Hollywood leaves the literary films to independents

January 28, 1993|By Dave Kehr | Dave Kehr,Chicago Tribune

Twenty-five years ago, one of the major specialties of the Hollywood studios was the stately, tasteful adaptation of a literary work, drawn from a best seller ("The Godfather"), from the stage ("The Lion in Winter") or from the classics reading list ("The Great Gatsby").

It was left to the grungy independent outfits, like American-International, New World or Crown, to feed the drive-ins with exploitation films, horror movies and shoot-'em-ups.

Today, that relationship has been almost completely reversed. The majors are turning out the exploitation fare, in films like "Basic Instinct," "Lethal Weapon 3" and "Bram Stoker's Dracula," while the high-toned, literary properties are left to the independents -- Sony Classics with "Howards End," Miramax with "Enchanted April," Samuel Goldwyn with "Madame Bovary," New Line (and its art house subsidiary, Fine Line) with such elevated European co-productions as "Waterland" and "Damage," and the domestic theatrical adaptation "Glengarry Glen Ross."

The irony of this reversal seems most acute at the end of the year, when the majors, as if they just remembered there was such a thing, rush to get their classier pictures into release in time to qualify for Academy Award consideration. Suddenly the screens are flooded with prestige productions -- with precisely those literary projects ("A Few Good Men") and spectacular performances (a Hoffman, a Pacino, a Nicholson or two) that are extremely scarce through the rest of the year.

For the studios, the Oscars have become an embarrassing anachronism, designed to honor exactly the kind of films -- worthy, uplifting, slavishly Anglophilic -- that they are no longer willing to make, either because the audience won't support them in sufficient numbers or because the industry's executives have long since resigned any real ambition.

"I don't make art," proudly announces Joel Silver, producer of "Lethal Weapon 3" and a noted collector of Frank Lloyd Wright, "I buy it."

Such a statement, however admirably frank, would never cross the lips of Louis B. Mayer, Irving Thalberg, David O. Selznick or any of the other pioneering producers who founded the Academy essentially to celebrate their own hard-won good taste and certify their contributions to American culture.

They may not have made art, either -- particularly when they were trying hardest to -- but at least the desire was there.

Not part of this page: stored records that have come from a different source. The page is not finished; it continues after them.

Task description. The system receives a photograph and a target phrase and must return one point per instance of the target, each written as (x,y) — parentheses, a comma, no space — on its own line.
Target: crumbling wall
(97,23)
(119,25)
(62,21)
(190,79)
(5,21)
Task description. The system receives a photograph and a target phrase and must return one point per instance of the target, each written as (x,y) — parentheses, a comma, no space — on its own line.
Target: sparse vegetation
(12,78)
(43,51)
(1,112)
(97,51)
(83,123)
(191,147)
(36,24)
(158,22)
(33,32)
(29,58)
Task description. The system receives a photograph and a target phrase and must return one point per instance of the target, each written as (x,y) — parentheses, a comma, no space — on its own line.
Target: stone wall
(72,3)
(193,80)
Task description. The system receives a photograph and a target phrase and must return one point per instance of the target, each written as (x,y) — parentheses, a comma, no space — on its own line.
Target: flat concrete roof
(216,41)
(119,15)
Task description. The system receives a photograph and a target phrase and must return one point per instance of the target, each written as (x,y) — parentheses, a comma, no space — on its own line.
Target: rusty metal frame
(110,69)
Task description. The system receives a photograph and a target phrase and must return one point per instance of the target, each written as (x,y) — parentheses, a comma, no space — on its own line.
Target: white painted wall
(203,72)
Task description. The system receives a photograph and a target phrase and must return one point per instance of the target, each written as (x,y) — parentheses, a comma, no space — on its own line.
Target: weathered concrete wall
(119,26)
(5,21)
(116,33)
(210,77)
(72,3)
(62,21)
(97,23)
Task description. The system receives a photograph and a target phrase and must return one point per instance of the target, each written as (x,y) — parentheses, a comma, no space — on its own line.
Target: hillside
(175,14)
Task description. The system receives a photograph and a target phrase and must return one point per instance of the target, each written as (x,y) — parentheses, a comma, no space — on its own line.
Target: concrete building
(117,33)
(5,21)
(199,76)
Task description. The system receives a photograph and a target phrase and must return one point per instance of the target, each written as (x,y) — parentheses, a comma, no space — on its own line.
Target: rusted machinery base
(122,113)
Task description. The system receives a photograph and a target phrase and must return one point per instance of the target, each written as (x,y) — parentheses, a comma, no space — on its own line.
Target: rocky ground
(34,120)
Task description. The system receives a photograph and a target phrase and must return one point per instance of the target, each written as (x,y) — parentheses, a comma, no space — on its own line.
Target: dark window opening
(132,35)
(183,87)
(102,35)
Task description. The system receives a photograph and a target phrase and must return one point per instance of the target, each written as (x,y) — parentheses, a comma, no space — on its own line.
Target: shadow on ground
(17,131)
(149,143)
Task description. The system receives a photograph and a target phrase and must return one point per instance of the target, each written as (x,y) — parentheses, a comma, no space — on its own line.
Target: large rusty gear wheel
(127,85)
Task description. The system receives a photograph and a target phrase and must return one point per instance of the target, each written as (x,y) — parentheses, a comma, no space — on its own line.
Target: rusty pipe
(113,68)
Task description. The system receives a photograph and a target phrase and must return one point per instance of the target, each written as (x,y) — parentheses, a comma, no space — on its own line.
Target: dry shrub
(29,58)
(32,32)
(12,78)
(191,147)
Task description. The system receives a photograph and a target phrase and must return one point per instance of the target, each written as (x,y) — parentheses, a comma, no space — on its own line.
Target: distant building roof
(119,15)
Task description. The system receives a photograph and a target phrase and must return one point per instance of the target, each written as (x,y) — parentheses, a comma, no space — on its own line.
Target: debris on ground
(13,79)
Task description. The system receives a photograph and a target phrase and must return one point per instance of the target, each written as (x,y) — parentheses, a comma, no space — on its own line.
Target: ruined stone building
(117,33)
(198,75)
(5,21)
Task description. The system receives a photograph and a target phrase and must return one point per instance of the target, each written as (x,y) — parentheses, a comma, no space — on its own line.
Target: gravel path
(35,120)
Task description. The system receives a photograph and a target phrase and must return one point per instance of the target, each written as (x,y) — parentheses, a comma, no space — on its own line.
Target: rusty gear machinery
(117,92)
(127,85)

One can only imagine the profound horror Louis Mayer would feel before even the basic idea of "Basic Instinct." Even a self-styled vulgarian like Columbia's Harry Cohn would have banished a project like "Batman Returns" (the year's highest grossing film, with revenues of nearly $163 million) to the furthest reaches of his B-movie division, and in fact did -- the first "Batman" movie was a Columbia serial produced in 1943.

If Irving Thalberg were to re-enter the industry today, he would have trouble getting green-lighted at any of the major studios; a track record that included such dreary seriousness as "The Barrets of Wimpole Street," "Romeo and Juliet" and "The Good Earth" would impress no one, though no body of work was more honored in its time.

Now that the majors have closed off the low road, the independents must take the high.

The way to the tender underbelly of the American audience is no longer through trash, but class.

The advantages of this new configuration of American taste are manifold. For the independent producer, who must operate on a budget, class can be a real cost saver.

Spectacular locations can be had for peanuts, or the cost of a modest donation to the local historical trust; warehouses full of period costumes, sewn for David Lean movies and since carefully packed away in mothballs, sit waiting in London. Special effects expenses are minimal, being restricted largely to masking out TV aerials poking through the thatched roofs of quaint English villages.

Because most of the authors involved stopped drawing royalties somewhere around the Edwardian age, material -- even the very best -- can be had cheaply, if not free.

Why pay Joe Eszterhas $3 million for "Basic Instinct" when Edith Wharton and Gustave Flaubert can be acquired for the cost of a Penguin Classic?

Best of all, Jeremy Irons, Liam Neeson, Miranda Richardson, Emma Thompson, Julian Sands and the other actorly axioms of the genre can be hired at rates far below those of their American counterparts, though recently Daniel Day Lewis, with all of that Hollywood chest-baring in "The Last of the Mohicans," appears to have priced himself out of the market.

No wonder, then, that "Ethan Frome" has replaced "Slumber Party Massacre" on the list of upcoming independent releases.